Nismoclub :: View topic - B11 ORIGINAL VERSION - MUSEUM


----------



## bluespeed (Jan 1, 2008)

i have an original turbo Leprix b11 sunny.......i'm doing an AFM relocation with a T25g upgrade.......

i'll post pics in the near future


----------



## blownb310 (Jun 10, 2002)

bluespeed said:


> i have an original turbo Leprix b11 sunny.......i'm doing an AFM relocation with a T25g upgrade.......
> 
> i'll post pics in the near future


Outstanding! Welcome to the forums bluespeed. 

Please let us know when you've got it completed. We'd love to see the pictures.


----------



## blownb310 (Jun 10, 2002)

I just found these pictures of a B11 Sunny Leprix sedan. I didn't know they came in sedans too. Nice!



















I found these and pics of all B series models *HERE*.


----------



## blownb310 (Jun 10, 2002)

Found another. Check out the red turbo B11 hatchback out in *THIS* thread.


----------



## BeyondBiscuits2 (Jan 18, 2006)

Funny... on your first link blown, my car is the maroon B12! Back when it had good paint...


----------



## bluespeed (Jan 1, 2008)

ok guys...a quick update....

I did a full engine rebuild on my E15ET motor with a T25g upgrade & afm relocation....as i was about install it into the car, a buddy who bought my last b11 from me, begged me to sell him......and he paid my asking price....

it the second time he has done this sort of thing to me.... buy something from me before i even get a chance to have fun with it.........

i was suppose to put up some pics of the finished product...all i have now is a b11 leprix sunny without an e15et.....sorry guys

i am going to install a NA E15 motor for now......

future plans: I will like to install a GA16 "VTC" in it.....


----------



## blownb310 (Jun 10, 2002)

bluespeed said:


> ok guys...a quick update....
> 
> I did a full engine rebuild on my E15ET motor with a T25g upgrade & afm relocation....as i was about install it into the car, a buddy who bought my last b11 from me, begged me to sell him......and he paid my asking price....
> 
> ...


bluespeed, your project sounds great. Please post the pics of the car and the engine anyway. Where are you from?


----------



## bluespeed (Jan 1, 2008)

blownb310 said:


> bluespeed, your project sounds great. Please post the pics of the car and the engine anyway.
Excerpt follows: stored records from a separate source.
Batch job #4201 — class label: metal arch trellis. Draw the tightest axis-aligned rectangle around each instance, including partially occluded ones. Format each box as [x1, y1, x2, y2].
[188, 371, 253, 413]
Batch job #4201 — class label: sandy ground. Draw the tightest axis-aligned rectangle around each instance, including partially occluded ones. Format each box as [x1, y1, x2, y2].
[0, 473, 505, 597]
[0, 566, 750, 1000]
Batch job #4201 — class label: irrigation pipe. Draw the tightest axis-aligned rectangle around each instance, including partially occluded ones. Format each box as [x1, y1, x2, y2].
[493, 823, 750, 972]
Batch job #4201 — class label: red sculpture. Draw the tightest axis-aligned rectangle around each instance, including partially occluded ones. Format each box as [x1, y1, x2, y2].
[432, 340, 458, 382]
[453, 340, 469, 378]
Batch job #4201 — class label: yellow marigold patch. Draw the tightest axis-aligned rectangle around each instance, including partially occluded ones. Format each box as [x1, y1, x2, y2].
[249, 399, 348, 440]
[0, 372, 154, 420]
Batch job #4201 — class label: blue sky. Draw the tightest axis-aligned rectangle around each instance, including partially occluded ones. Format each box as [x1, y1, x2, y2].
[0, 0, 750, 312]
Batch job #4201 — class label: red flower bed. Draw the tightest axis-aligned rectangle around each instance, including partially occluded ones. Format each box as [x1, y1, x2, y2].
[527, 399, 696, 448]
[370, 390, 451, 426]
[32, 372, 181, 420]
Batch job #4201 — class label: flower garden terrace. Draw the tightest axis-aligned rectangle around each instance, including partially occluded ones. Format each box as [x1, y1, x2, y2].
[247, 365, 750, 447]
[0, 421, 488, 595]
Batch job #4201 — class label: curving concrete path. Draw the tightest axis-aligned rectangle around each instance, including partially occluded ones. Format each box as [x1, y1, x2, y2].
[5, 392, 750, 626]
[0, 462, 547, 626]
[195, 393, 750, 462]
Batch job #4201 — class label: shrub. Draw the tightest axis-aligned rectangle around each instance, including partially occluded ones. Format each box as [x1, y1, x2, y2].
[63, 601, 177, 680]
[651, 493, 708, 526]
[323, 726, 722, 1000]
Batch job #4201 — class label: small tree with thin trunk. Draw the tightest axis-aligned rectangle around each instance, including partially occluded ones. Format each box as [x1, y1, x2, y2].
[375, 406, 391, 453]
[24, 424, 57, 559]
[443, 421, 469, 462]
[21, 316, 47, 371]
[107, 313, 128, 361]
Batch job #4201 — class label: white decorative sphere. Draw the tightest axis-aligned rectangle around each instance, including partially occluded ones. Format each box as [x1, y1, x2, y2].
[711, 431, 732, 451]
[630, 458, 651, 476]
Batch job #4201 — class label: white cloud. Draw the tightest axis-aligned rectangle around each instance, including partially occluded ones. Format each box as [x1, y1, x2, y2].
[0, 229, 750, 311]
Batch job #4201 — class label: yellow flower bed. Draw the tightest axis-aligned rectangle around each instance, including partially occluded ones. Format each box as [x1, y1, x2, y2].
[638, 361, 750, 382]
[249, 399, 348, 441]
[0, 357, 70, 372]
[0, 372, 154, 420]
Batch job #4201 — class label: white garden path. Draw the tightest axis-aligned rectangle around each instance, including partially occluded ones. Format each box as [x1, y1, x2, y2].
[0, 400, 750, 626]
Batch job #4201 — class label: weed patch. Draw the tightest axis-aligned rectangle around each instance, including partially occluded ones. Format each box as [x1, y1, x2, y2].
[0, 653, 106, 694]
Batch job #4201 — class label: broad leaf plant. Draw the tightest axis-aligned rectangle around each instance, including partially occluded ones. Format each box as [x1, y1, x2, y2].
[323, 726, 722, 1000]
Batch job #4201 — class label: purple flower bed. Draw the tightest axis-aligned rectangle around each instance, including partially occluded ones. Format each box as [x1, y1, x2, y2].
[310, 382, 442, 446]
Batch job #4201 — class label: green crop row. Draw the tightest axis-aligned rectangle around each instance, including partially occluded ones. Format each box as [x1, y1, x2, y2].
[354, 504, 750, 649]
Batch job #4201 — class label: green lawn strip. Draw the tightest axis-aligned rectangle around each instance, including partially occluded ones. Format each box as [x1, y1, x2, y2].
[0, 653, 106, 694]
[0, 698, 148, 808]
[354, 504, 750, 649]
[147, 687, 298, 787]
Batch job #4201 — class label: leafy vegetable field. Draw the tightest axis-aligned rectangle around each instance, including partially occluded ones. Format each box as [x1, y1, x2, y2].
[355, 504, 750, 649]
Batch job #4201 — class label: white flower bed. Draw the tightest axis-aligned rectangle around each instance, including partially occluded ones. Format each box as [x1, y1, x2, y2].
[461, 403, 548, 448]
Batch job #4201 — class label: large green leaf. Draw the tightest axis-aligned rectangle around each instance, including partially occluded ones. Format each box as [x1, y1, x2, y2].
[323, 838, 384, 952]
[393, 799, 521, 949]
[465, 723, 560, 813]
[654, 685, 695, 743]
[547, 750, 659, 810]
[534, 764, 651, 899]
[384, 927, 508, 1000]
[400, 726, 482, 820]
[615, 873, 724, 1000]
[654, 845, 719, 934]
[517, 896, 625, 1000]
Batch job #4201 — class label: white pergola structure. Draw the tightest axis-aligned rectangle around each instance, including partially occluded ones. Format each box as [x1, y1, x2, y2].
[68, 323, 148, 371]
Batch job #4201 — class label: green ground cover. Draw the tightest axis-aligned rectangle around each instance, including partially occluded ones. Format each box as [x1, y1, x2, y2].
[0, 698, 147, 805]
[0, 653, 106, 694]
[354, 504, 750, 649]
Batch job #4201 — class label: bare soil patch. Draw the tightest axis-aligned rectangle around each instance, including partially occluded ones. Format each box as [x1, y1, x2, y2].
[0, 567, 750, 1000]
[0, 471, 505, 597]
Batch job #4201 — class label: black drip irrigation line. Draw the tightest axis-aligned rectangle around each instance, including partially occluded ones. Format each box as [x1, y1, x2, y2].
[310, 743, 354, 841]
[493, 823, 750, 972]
Where are you from?


I don't have the engine anymore....the guy took it before i even got to take a pic of it....

but what I can do for you guys is, take some pics when he has it fully installed and running in his B11....

I'm putting a stock E15 NA engine for now.....but as i said, I intend to put a GA16DE(VTC) with LSD box in to my in the near future....I've started to put thing in motion to do this future transplant....

I'm from Trinidad & Tobago........


----------



## blownb310 (Jun 10, 2002)

bluespeed said:


> I don't have the engine anymore....the guy took it before i even got to take a pic of it....
> 
> but what I can do for you guys is, take some pics when he has it fully installed and running in his B11....
> 
> ...


Thanks, looking forward to the follow up whenever the time comes!


----------